Another observation was that the different platforms produce different media artifacts, e.g. the presence of “rt” (retweet) in the twitter dataset. For analysing the topic alone, these might be considered ‘noise’ to filter out. However, they also reveal something about the individual platforms, showing for example that links (http, www, and domain endings) are more frequently found on twitter and facebook.

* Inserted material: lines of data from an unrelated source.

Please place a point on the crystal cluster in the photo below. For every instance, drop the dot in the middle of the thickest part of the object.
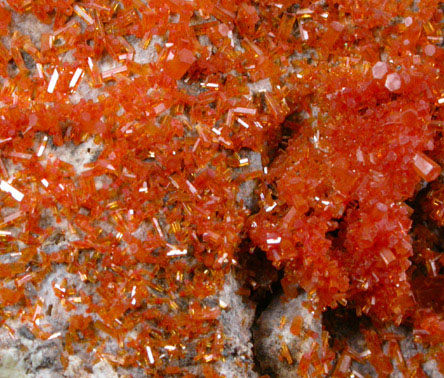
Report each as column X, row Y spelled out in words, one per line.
column 342, row 99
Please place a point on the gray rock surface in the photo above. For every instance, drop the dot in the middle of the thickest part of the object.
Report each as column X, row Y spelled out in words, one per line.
column 24, row 356
column 271, row 334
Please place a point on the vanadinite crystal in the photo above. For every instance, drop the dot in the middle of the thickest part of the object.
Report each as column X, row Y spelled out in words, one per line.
column 124, row 127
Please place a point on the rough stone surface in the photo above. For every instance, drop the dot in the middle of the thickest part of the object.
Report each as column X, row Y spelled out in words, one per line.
column 269, row 335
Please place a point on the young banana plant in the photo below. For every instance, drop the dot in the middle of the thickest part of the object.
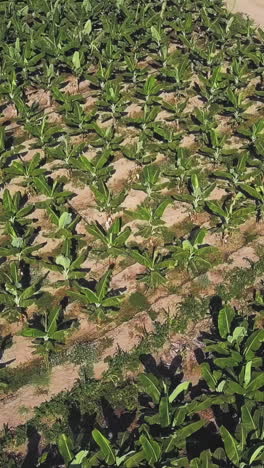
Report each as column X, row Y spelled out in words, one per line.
column 68, row 264
column 66, row 100
column 45, row 132
column 64, row 221
column 112, row 103
column 15, row 297
column 99, row 301
column 66, row 152
column 204, row 123
column 50, row 335
column 229, row 213
column 256, row 192
column 27, row 170
column 170, row 138
column 140, row 152
column 236, row 104
column 107, row 200
column 15, row 208
column 20, row 245
column 79, row 120
column 156, row 267
column 192, row 254
column 94, row 169
column 52, row 189
column 182, row 168
column 212, row 88
column 151, row 215
column 149, row 181
column 199, row 192
column 106, row 138
column 215, row 148
column 237, row 171
column 147, row 121
column 150, row 91
column 113, row 239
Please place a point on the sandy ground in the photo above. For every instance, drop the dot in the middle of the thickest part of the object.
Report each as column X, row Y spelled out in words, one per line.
column 253, row 8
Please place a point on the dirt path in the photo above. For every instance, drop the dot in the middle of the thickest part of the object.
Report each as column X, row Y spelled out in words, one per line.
column 252, row 8
column 19, row 408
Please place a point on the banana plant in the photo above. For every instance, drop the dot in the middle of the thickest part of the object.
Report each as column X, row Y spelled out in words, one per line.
column 106, row 199
column 113, row 239
column 64, row 221
column 66, row 152
column 215, row 147
column 236, row 104
column 96, row 169
column 156, row 267
column 26, row 113
column 246, row 447
column 112, row 102
column 133, row 72
column 50, row 335
column 78, row 119
column 170, row 138
column 237, row 172
column 106, row 138
column 182, row 169
column 23, row 57
column 85, row 457
column 15, row 296
column 101, row 300
column 15, row 209
column 238, row 73
column 192, row 254
column 68, row 264
column 236, row 359
column 27, row 170
column 103, row 74
column 256, row 192
column 177, row 111
column 151, row 215
column 198, row 193
column 147, row 121
column 150, row 91
column 177, row 72
column 212, row 88
column 204, row 123
column 66, row 100
column 20, row 245
column 52, row 189
column 11, row 88
column 45, row 132
column 149, row 181
column 141, row 152
column 229, row 213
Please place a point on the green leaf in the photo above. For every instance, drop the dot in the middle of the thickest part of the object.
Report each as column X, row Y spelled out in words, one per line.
column 53, row 318
column 182, row 387
column 33, row 333
column 65, row 446
column 150, row 384
column 225, row 318
column 76, row 60
column 208, row 375
column 64, row 220
column 164, row 412
column 151, row 449
column 231, row 446
column 253, row 343
column 105, row 446
column 255, row 454
column 103, row 285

We found interesting contrasts between “climate change” and “climate emergency” as linguistic entry points for climate images online. Climate change images can be summarised as containing no people, often cliched (eg polar bears), or containing scientific charts and images, or with pristine natural landscapes. In contrast, climate emergency images contain more people, protests, slogans and infographics.
In terms of methods, we found T-Sne to be an interesting alternative way to spatialise image collections, using graph-based methods. While it provides similar end-points to image tag networks using Clarifai, Google Vision etc, it uses very different methods to get there. More research could be done to compare these methods and their outputs applied to the same dataset. Finally, we found Clarifai to be a useful tool in analysing social media images. The image tags were applied consistently and ‘made sense’ when cross-referenced with visually inspecting the images. However, although the tags were consistent, they often did not make sense in themselves. For example, ‘business’ images looked similar to each other but did not have anything to do with business. Instead, these were images that contained some kind of text or logos. So an important part of the project was to learn to ‘speak Clarifai’.